Serenade No. 1 likewise evolved—from a nonet for winds and strings, written at the Detmold in 1858, but recast for chamber orchestra during the next year (both versions have been lost, or were destroyed by the composer). He gave this material its final and surviving form in 1859, adding two more movements to the original four before publishing it in 1860 as his first orchestral work. Odd as it may seem today, both this and a second Serenade in A, Op. 16, written in 1860 (without violins, only lower strings, winds, and brass) were considered avant-garde, on the cutting edge of modernism!

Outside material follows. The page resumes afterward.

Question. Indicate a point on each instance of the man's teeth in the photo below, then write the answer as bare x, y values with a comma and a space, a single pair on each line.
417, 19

Posthumous analysts have enumerated the influences of Haydn, Mozart, Schubert, Beethoven—even Schumann—in this sweetly bucolic work. But its uniquely Brahmsian sound, even early on, renders derivation hypotheses irrelevant. Among German-speaking composers of the nineteenth century, only the teenage Mendelssohn and 20-year-old Mahler revealed comparably distinctive voices early on.
Although Brahms employed sonata-form in the opening Allegro molto and the Adagio third movements of the Serenade No. 1, it is basically a dance work. The jaunty, dotted main subject sets a mood that recurs several times before its apotheosis in a rondo-finale, one that virtually cries out for choreography.

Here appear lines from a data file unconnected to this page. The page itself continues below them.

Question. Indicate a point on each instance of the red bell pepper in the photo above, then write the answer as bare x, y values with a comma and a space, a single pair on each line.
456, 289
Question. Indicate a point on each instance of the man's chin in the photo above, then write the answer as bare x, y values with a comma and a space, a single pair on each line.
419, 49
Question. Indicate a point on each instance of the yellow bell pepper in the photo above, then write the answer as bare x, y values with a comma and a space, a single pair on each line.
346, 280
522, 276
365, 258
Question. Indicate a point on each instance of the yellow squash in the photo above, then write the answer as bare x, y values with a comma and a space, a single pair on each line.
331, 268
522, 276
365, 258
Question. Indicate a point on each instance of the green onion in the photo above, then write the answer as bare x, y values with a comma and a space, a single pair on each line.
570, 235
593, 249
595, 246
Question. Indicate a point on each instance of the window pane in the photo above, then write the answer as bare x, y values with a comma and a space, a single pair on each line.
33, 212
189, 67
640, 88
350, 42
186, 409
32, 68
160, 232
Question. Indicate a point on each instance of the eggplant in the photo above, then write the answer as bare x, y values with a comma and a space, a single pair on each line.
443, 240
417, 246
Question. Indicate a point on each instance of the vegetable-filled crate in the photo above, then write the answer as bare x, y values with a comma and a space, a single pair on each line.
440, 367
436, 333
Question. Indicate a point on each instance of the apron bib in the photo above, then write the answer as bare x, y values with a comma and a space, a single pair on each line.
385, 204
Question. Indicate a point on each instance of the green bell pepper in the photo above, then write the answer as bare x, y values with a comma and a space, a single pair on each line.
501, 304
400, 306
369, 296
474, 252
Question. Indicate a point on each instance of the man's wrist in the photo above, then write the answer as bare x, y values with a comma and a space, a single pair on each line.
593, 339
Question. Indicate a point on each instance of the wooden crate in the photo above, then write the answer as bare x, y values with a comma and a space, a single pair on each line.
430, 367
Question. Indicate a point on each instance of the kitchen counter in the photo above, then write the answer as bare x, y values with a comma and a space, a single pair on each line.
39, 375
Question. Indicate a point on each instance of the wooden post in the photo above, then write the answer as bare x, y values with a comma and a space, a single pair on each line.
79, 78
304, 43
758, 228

In between, we find plenty of diversions and surprises. Both the second and the fifth movements are scherzos. The first of them is marked Allegro non troppo (that modifying "not-too-much" remained a Brahmsian caution throughout his lifetime). Song sections are cast dramatically in D minor, but the slightly-faster trio inhabits sun-dappled B flat major.
The third movement, Adagio non troppo, is the work's emotional fulcrum; this too is in B flat major. A full-blown development section does not cramp or curb the movement's soaring melodism.
A minuet within a minuet follows—the first one in G major, the second one in G minor with an espressivo, legato theme played the violins over plucked violas. The second scherzo comes next, an unqualified Allegro in D major, with a rio in C. The shortest movement in the piece, it pays overt homage to Beethoven.
The concluding rondo in 2/4 time is another unmodified Allegro in D major. Clarinets and bassoons an octave apart, playing in thirds, announce the principal subject. While concert-hall decorum forbids our dancing in the aisles, there's really no way to keep one's feet from tapping in time with the music.